Keurig K-Cup “Innovation” Displays • Description: Retail endcaps with 200+ pod varieties, refrigerated, lit 24/7. • Environmental Impact: Energy to display one store’s pods for a month exceeds training BERT or GPT-2.
Cable Tie “Multi-Packs” from Dollar Stores • Quantity: 500 nylon ties per bag. • Usage Pattern: 90% never used. • Production: Nylon production is energy-intensive (high heat, caprolactam synthesis). • Comparison to AI: AI training doesn’t permanently litter ocean gyres.
Dollar Store Phone Lens Kits • Materials: Plastic, glass, aluminum machined into “fisheye/macro/clip-on” lenses. • Quality: Optical quality so poor they degrade photos. • Environmental Impact: Equivalent embedded energy to fine-tune a small LLM.
Singing Birthday Cards with Lithium Batteries • Components: Paper, mylar speaker, battery, LED, microchip. • Battery Production: The battery alone required mining lithium, cobalt, nickel. • Usage Pattern: Card read once, played twice, then trashed. • Comparison to AI: AI models are reused millions of times.

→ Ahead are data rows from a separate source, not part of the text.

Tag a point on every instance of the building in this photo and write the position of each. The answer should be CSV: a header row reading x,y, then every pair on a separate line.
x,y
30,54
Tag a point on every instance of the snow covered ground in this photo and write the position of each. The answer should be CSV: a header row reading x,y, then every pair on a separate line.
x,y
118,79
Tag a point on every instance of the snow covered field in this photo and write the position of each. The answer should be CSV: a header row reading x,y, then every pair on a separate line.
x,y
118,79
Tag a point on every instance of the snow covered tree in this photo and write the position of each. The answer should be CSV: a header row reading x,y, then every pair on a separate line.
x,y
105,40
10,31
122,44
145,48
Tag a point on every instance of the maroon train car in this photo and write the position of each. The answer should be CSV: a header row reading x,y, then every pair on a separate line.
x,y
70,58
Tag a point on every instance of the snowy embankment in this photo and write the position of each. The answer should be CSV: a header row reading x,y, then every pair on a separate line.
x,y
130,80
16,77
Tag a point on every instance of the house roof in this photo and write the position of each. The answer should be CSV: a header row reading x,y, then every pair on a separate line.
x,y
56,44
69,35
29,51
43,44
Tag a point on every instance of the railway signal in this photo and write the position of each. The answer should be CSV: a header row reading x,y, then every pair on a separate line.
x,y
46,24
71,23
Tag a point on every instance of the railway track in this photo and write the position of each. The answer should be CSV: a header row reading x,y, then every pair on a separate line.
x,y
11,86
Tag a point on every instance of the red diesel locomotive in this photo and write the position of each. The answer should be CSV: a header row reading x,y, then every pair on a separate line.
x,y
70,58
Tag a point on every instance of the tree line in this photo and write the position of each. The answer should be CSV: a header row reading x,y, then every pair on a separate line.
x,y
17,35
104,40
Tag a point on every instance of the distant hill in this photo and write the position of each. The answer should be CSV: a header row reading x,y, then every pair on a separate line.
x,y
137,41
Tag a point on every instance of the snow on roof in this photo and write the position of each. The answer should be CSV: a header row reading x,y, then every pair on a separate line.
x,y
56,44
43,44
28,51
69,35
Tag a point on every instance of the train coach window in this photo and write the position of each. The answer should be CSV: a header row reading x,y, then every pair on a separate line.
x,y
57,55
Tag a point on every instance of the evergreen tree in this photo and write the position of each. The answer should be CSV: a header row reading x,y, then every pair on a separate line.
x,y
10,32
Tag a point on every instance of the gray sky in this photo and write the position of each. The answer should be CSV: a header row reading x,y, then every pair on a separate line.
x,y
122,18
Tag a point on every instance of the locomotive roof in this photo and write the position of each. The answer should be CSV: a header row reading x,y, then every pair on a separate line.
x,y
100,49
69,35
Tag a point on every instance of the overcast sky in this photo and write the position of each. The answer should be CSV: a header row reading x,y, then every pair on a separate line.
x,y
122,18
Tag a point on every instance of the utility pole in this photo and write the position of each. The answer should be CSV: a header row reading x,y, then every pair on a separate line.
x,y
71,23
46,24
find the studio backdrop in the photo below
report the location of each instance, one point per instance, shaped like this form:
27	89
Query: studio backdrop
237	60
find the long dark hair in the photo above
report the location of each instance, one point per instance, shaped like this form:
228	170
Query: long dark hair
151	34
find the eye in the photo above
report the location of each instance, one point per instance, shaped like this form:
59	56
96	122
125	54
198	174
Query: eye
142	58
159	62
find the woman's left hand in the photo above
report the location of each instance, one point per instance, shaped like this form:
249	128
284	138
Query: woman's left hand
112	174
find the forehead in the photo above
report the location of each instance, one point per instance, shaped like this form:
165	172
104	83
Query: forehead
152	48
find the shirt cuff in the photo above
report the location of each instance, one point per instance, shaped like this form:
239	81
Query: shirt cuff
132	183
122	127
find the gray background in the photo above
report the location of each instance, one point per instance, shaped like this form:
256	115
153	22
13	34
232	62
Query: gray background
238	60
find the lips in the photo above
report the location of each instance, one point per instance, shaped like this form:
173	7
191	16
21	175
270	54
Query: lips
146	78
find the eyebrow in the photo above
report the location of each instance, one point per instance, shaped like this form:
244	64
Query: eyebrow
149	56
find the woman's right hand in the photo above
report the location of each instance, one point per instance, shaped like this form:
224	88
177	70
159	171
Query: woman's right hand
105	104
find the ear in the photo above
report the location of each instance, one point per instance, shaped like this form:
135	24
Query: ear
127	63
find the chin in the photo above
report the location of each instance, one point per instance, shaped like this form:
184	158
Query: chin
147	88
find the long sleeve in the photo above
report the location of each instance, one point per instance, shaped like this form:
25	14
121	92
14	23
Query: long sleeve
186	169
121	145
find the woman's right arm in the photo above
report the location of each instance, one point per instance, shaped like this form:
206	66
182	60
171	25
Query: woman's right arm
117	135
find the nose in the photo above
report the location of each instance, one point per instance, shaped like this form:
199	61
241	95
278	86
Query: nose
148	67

Paper Receipts from Self-Checkout Machines • Materials: Coated thermal paper (BPA or BPS) printed for 1 second then thrown away. • Environmental Impact (US alone): Uses 3 million trees and 4 billion gallons of water annually. • Comparison to AI: AI never touches paper.
Plastic Egg Separators • Functionality: Silicone disc that separates yolk from white. Does what a cracked shell does. • Production & Usage: Injection molded, shipped from China, sold for $1, used twice. • Environmental Impact: Per unit, more embodied carbon than 100 AI chat queries.
USB-Powered Desktop Fountains • Components: Pump, plastic basin, decorative pebbles, LEDs. Runs continuously. • Environmental Impact: The pump motor’s copper winding and electricity over 6 months could train a small vision model. • Utility: Zero utility beyond “sound.”
Walmart “As Seen on TV” Clearance Graveyard • Description: Products made, shipped, displayed, then landfilled without being sold (e.g., slap chops, pocket hoses, copper scrubber gloves). • Environmental Impact: The logistics carbon alone dwarfs AI inference.
If you’re worried about resource use, worry about the billion fidget spinners and aerosol cans made every year. One hairspray can’s propellant has more climate impact than 10,000 AI chat queries—and it just makes your hair crunchy. AI at least does something.
I want to personally add plastic weapons manufactured for children that are basically military propaganda for children. And other millions of plastic toys that start indoctrination into shitty life choices from early age and use ‘shit-ton’ of resources and does immeasurable waste and damage.